What it goes back to is that it is not the credit that is dangerous, it’s the way it is used. We need to go back to educating people about the different types of credit, and what it means. We need to move away from complex words and make it easy to understand and we need to help people to budget. I now agree that to remove these types of loans will hit those who are most vulnerable.

Irresponsible Lending

How this rings true, lending is important to the economy and the last government loved it because it boasted the economy but if you build your castle on sand it will collapse and that is what happened. This governments desire to build more homes has the potential to create the same problem. One person I spoke to said that from an early age we are attuned to  debt, the student loans, the potential for nursery fees as a loan etc but I think we need to be careful.

From the late nighties onwards there was irresponsible lending which the banks indulged in, the politicians loved it and the general public accepted with open arms. There seemed to be no care for repayments just a desire to have a shiny new toy. Now we are keen to blame the banks and take no responsibility ourselves for the mess.

Some figures (I love figures) from report in July 2009:
  • Credit card providers had issued over £8.8 billion in unrequested credit to customers
  • Approximately 5.7 million people had their credit limit extended without providing consent
  • The average increase in credit was £1,538
  • The overall average credit limit increased from £5,129 to £6,667
In January 2012 the outstanding personal debt mountain stood at £1.456 trillion.

Banks did do NINJA lending – no income, no job, applicants – but the general public accepted this as the norm.

The point is we need a balance between credit and debts, the problem is the swing has gone too far towards debt and this is dangerous. Student loans are not a problem if you understand about them but the problem is that many don’t.

It goes back to education, from the late nineties we seem to have forgotten everything we learnt and thought it would last for ever. We need to rebalance between credit and debt and financial education plays a key part in this. 
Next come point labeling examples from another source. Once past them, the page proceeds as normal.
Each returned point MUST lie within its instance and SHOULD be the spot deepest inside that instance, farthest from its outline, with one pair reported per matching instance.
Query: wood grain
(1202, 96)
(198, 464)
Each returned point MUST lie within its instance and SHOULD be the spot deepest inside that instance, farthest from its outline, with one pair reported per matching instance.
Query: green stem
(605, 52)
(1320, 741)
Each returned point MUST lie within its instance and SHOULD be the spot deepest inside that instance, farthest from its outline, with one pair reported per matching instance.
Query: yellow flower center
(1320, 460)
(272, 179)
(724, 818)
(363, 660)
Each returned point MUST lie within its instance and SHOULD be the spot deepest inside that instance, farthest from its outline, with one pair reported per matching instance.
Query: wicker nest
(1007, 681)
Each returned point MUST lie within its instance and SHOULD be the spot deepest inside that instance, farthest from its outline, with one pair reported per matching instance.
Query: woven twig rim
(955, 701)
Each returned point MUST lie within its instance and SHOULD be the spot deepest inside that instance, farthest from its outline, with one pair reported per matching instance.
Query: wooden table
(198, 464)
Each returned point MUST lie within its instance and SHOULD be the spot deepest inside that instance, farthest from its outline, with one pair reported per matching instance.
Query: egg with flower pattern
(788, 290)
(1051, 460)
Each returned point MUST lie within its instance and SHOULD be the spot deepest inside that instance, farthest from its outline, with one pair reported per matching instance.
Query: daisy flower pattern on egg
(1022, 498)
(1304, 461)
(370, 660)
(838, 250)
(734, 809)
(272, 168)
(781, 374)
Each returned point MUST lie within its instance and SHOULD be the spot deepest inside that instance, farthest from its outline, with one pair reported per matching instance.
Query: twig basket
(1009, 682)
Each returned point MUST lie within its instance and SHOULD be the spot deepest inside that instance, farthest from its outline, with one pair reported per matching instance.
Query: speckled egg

If we go back a step, it’s not the credit that is dangerous, it’s the way it is used – whether the government show a lack of interest in financial education or not, or schools fail to give time to this because they are worried about results we cannot just sit back and say well that is the way it is because if we do we are in trouble. We cannot expect to educate people on how to save and invest if they cannot even understand the basics of money management. 

This is why financial education is one of the most important policies and yet governments past and present cannot and will not see this because they are short term in their thinking (5 year elections).